# Horrible battery life on my overheating TB, tried every ROM and kernel... help!



## Koramchad (Jul 26, 2011)

My thunderbolt's battery life is a joke. Until now I have considered a secondary problem, since I was more focused on getting the 4G and the hotspot working. However, it worries me. The phone is usually very hot and the battery barely lasts 5 hours.
I have tried every ROM out there with every kernel combination. When I check battery use, it says that the display uses 66% of the total battery, which is insane. No way I'm using the display for so long, so I think that the problem might be there...
Any clues on what am I doing wrong? Could it be a hardware problem?

Thanks!


----------



## CC268 (Jun 27, 2011)

Koramchad said:


> My thunderbolt's battery life is a joke. Until now I have considered a secondary problem, since I was more focused on getting the 4G and the hotspot working. However, it worries me. The phone is usually very hot and the battery barely lasts 5 hours.
> I have tried every ROM out there with every kernel combination. When I check battery use, it says that the display uses 66% of the total battery, which is insane. No way I'm using the display for so long, so I think that the problem might be there...
> Any clues on what am I doing wrong? Could it be a hardware problem?
> 
> Thanks!


There are a lot of things that could be causing it...for instance right now the kernel im running is old and not very good with the rom i am on, its causing my phone to heat up a lot and get terrible battery life (will be reflashing a new kernel and doing full wipe etc tonight). One, put your brightness at 0% unless your outside then use auto or 25-50%. Two, keep gps off, keep data off, and disable background data when not using it. Three, run an updates rom and kernel, always stay up to date (I use OMFGB and typically IMO kernels, BAMF series for sense is great and so is Theory). Always try to run battery saver option on your kernels as well. To be honest following all these steps should help, but I still dont get anywhere near what my Fascinate did...some days I will get good battery life some days decent some days bad...but a good up to date ROM and these following steps always helps.....also CALIBRATE your battery by wiping batt stats in recovery or use Battery Calibrator App


----------



## Koramchad (Jul 26, 2011)

I'm really conservative with the brightness and the gps/background data. I just downloaded the battery calibrator app, see if it does something. However, I'm really surprised that some users get through a whole day of normal use when I can't pass 5 hours without charging it!


----------



## sonami (Jul 16, 2011)

Try recalibrating your batt. Charge till light is green, unplug and turn off your phone, plug back in and wait till light is green, hold low volume and press pwr to boot to cwm, wipe batt stats, reboot phone, wait till everything is synced and light is green to unplug. Turn off batt saver mode and use as normail until >5% then plug back in and charge.

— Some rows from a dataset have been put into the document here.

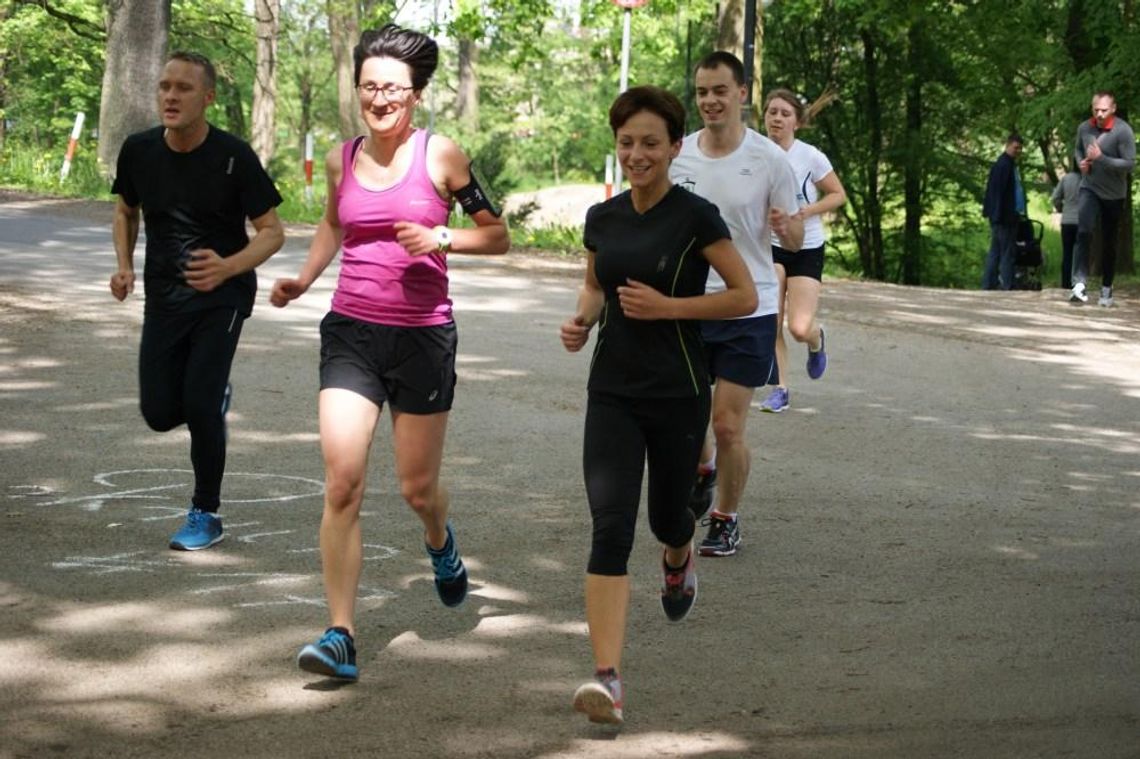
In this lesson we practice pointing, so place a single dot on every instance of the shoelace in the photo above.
(718, 527)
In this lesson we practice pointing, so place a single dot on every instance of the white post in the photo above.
(625, 79)
(71, 145)
(308, 168)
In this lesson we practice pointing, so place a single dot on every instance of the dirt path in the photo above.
(939, 553)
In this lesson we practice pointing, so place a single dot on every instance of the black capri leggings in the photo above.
(184, 367)
(621, 434)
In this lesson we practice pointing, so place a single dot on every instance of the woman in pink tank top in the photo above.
(389, 336)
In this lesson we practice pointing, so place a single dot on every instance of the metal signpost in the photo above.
(628, 6)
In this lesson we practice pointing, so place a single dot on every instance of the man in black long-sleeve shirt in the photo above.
(1003, 206)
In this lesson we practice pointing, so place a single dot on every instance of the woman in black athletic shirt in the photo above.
(649, 254)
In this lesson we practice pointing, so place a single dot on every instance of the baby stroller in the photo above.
(1028, 259)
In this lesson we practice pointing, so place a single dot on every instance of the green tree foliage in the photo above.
(40, 96)
(926, 91)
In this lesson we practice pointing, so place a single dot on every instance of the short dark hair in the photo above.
(656, 100)
(724, 58)
(416, 49)
(197, 59)
(791, 99)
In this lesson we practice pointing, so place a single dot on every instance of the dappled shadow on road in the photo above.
(936, 535)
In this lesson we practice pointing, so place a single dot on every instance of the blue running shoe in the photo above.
(816, 360)
(776, 400)
(332, 655)
(202, 530)
(450, 573)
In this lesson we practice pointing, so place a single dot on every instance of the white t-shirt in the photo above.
(743, 186)
(811, 165)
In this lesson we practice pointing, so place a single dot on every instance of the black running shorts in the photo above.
(807, 262)
(412, 368)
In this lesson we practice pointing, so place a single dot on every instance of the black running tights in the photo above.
(184, 367)
(621, 435)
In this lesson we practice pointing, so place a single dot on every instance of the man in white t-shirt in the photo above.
(749, 179)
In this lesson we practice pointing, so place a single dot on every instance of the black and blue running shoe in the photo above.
(333, 655)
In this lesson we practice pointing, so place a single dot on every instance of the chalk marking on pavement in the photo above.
(252, 537)
(383, 552)
(95, 503)
(111, 564)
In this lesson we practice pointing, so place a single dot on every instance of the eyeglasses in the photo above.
(389, 91)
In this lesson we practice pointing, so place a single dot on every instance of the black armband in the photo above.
(474, 198)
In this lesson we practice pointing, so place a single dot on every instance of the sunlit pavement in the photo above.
(938, 552)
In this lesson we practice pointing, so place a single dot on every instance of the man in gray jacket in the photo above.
(1105, 151)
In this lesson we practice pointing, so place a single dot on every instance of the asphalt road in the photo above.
(939, 541)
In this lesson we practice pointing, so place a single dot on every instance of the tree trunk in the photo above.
(137, 32)
(912, 169)
(5, 11)
(343, 34)
(229, 100)
(731, 38)
(466, 100)
(871, 243)
(265, 82)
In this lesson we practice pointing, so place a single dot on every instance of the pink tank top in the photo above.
(380, 282)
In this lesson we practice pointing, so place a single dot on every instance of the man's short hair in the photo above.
(724, 58)
(208, 71)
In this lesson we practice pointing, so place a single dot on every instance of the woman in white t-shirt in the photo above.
(800, 272)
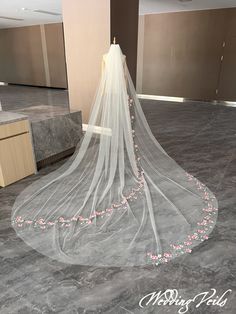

Also, I deleted everything I don't use on a daily basis with TB pro, backup Asst. Tell HTC, stocks, news, friendstream, sense mms, everything...

Turn off assisted dialing, tell HTC and phone finder as they tend to chew up batt in standby. Make sure all your sync settings are 4hrs or more.

Having your display be 60-80% is normal.

If you like sense roms try one of the ones with the new gb base with chingys new radio, and make sure you do everything I posted above after you install, I would suggest one with ziggys kernel. Those three have been the perfect trifecta for me in both speed, stability, and batt life.

If none if that fixes it, I would suggest taking it back for a replacement, I don't think the batt should get hotter than 60c, per vzw. Mine doesn't get warm unless I'm using it alot for a while. Yours might have a bad batt or a hardware problem. Mines a cpo and it works great now that I have it set up correctly, in stock configuration it was horrible.

Sent from my thunderbolt using my f***King thumbs


----------



## sikyou (Jul 11, 2011)

There should be no need to turn off all of your data/GPS/background data. Many of us leave those things on and get well over 24 hours (the only good suggestions from the above posts are to wipe battery, remove bloat, don't use auto brightness). Your problem is either an application or hardware. Try running with zero applications installed, if the problem persists get a new phone.

Sent from my ThunderBolt


----------



## Koramchad (Jul 26, 2011)

I downloaded 2x battery and the predictions are for 15 hours of standby time, if I don't use the screen much. Makes me think that the radio itself is what is consuming too much battery. 
I will try to run a ROM without any apps to check if it's software related. Thanks for the advice!


----------